You may have read that Dr. Norman Borlaug passed away over the weekend. He was an incredible scientist, and gave modern agriculture (and society) the core of technologies that allowed it to grow into what it is today. This afternoon, I was emailed this message from the Breakthrough Institute, to who's newsletter I subscribe. I thought that this email demonstrated a number of key errors and assumptions that business leaders make about what sustainability means, and I thought it might be useful to publish my reply here, as well as on their site. I would love to hear reactions, or additional suggestions in the comments. Below is my response email.

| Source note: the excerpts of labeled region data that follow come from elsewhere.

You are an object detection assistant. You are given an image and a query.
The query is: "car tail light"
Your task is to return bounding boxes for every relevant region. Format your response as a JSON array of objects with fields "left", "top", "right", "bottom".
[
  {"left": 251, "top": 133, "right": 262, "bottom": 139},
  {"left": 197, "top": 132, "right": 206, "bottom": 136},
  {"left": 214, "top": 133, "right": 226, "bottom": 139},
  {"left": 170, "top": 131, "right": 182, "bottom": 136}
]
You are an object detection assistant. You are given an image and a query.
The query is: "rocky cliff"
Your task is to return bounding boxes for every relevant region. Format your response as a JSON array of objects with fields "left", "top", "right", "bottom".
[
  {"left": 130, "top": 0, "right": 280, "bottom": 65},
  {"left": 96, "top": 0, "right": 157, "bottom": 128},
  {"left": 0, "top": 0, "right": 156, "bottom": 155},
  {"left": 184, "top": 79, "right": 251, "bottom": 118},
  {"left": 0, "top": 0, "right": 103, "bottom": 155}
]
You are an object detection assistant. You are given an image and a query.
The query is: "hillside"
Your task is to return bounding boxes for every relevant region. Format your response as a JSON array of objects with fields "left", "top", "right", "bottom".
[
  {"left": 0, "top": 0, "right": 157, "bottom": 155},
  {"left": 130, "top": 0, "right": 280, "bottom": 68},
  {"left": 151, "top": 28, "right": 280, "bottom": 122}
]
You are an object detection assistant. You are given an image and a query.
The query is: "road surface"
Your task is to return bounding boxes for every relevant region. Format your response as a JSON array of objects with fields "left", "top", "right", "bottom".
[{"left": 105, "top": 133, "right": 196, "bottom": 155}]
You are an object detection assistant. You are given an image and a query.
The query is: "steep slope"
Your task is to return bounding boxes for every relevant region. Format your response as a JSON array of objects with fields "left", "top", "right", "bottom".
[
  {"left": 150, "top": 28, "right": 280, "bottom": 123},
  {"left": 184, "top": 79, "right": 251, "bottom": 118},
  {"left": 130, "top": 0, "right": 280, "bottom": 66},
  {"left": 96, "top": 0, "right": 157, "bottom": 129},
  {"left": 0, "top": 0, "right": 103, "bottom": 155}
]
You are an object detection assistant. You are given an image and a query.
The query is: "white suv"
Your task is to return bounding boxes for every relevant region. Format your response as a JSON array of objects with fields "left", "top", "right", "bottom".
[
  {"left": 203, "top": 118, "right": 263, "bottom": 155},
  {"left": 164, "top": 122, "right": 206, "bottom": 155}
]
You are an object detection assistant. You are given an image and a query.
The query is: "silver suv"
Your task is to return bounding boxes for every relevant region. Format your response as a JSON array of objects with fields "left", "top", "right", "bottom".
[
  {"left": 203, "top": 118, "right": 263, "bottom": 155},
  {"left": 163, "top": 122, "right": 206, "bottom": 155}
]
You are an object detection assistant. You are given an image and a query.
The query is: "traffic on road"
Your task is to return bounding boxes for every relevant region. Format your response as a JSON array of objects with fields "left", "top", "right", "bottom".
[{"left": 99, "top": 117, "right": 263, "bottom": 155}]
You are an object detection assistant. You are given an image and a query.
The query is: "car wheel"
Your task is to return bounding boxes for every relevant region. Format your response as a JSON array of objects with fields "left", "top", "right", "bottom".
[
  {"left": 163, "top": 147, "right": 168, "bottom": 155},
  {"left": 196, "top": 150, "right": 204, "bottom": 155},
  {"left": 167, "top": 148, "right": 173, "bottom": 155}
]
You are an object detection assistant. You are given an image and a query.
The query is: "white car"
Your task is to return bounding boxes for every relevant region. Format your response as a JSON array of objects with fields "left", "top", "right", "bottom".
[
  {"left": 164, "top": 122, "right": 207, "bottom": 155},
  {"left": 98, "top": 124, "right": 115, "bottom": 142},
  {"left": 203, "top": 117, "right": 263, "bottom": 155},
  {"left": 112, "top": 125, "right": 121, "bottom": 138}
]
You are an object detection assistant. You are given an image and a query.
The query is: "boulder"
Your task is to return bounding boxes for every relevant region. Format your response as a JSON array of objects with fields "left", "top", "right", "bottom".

Thanks for the kind words for Dr. Borlaug's work. Certainly, there is little doubt that he is a hero when you tally all the human lives that the green revolution bettered, and weigh them against the consequences of changing our direction of development toward modern assisted, monocultural agriculture. And it is at the very least, naive for the environmental movement to demonize modern technology (on the internet, and in offset printed books, no less!)

But the real issue that your email -- and frankly, the entire platform that you and Ted stand on -- neglect to mention that while individual technologies never remain standard for very long, they tend to build on one another.
Dr. Borlaug originally set forward a method of farming using synthetic compounds which greatly improved yields, and minimized labor inputs. That might, in and of itself, have had few negative impacts on the world biosphere. However, we set our global sights on developing future technologies which evolved from that first concept. We are now living among Norman's great, great, grandchildren; farms which lose billions of pounds of soil every year, breed resistant bacteria and viruses, and are implicated in cultural collapse from the Midwest to Maharashtra.

More troubling than this, however, is the reluctance of big agriculture to deviate from this path (See Monsanto's recent New Yorker Ad; They aren't thinking "Use new technologies on small, local farms."). The truth is, the path, not the technology, is unsustainable. Literally, it is impossible to continue propping up a massive global food system by using up limited resources like soil and fossil fuels, or inputting persistently toxic chemicals like chlorophosphates. And, since the path is what we are really talking about here -- Dr. Borlaug is called "The Father of the Green Revolution" because he birthed a movement, a persistent way of thinking that manifested itself in a train of technological developments -- then I think "Unsustainable" is rightly applied, whether the people saying it are grateful or ungrateful for their situation.

Gratitude and awareness are not mutually exclusive, as you seem to imply ("So often environmental books demonize our high-technology lifestyles as "unsustainable" without any expression of gratitude..."), and should never be divorced from one another. In fact, it is the appreciation of what we have now that makes me work to find ways to promise it to my children, and to theirs. Only when someone acknowledges that something is precious, do they wish to sustain it.

Michael, you, Ted, and The Breakthrough Institute have traded heavily on the backwardness of the environmental movement in your rise to prominence, and it seems like this is another example of it. After being on the mailing list since 2003, I have seen lots of great promotion of projects to increase wind power, boost recycling, empower R&D in green technologies, and other worthy causes. But I can't help wondering, just as the Environmental movement is weak, because it complains (on which I couldn't agree with you more), isn't Breakaway doomed because it is only working toward "more better stuff, right now" without a comprehensive plan for what an endpoint might be?

If I'm wrong, and there is a goal in mind, then I (and I'm sure many other subscribers) would love to hear it. However, if that goal isn't to be able to provide for human comfort for this generation, and subsequent generations, without putting our offspring through trials we're not comfortable with (which, I hate to tell you, is what many environmentalists think of as "Sustainability"), then Breakthrough is less interesting than I (And probably Time Magazine) thought.

Thanks again for the reminder of Dr. Borlaug, and his hopeful, if as yet unfulfilled, wish for the world.